The optimists had hoped the government would make concessions. They attended the meeting with the belief that a decision had been made and the government would shift their policy. In this scenario, they expected the government to accede to their request prior to the meeting. The meeting itself was not to construct a new position. It was to listen to an announcement. That cannot be seen as being constructive.

The pessimists (who were proven right this time), had expected the government to announce the policy would remain as is. Once again, there is nothing constructive. The only constructive argument made is that feedback is given so that the government may modify the policy in future. But this is not a new issue.

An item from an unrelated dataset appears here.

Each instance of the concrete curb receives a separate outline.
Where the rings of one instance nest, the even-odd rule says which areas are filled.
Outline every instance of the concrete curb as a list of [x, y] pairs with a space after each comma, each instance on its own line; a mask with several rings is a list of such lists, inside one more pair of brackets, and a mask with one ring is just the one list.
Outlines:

There had been numerous discussions over 41 years. Where is the constructive agenda in the process?The pessimist’ assessment is however flawed on one significant point. They believed that the government met with Muslim leaders to inform them of the rejection prior to announcing it to the public.

It is supposed to break the news a little easier. The argument follows that since the government took time to meet and announce it to them, it shows that the government takes the issue seriously.

But that is not why they were invited to meet. Because what followed was more important than what was said during the meeting.

When the government announced their rejection, they referred to the meeting to claim the decision’s legitimacy. Various media reports referred to the government’s meeting with Muslim leaders. They further indicated that the leaders understood the government’s decision.

Halimah Yacob posted her FB page saying:

“We had a very good discussion with representatives of PERGAS and the Malay Muslim organizations at Mendaki just now on the hijab issue. The leaders appreciated that the Malay Muslim MPs were doing our best on this issue…”

The meeting was not simply to inform Muslim leaders of the decision. It was to grant moral authority to the rejection of the hijab. The government claimed that Muslim leaders understood the ban. That should mollify the community. If our leaders accept and appreciate the decision, then so should we.

Constructive dialogue then was not a mere exercise to find a better process. It has always been a process to grant legitimacy to unpopular decisions.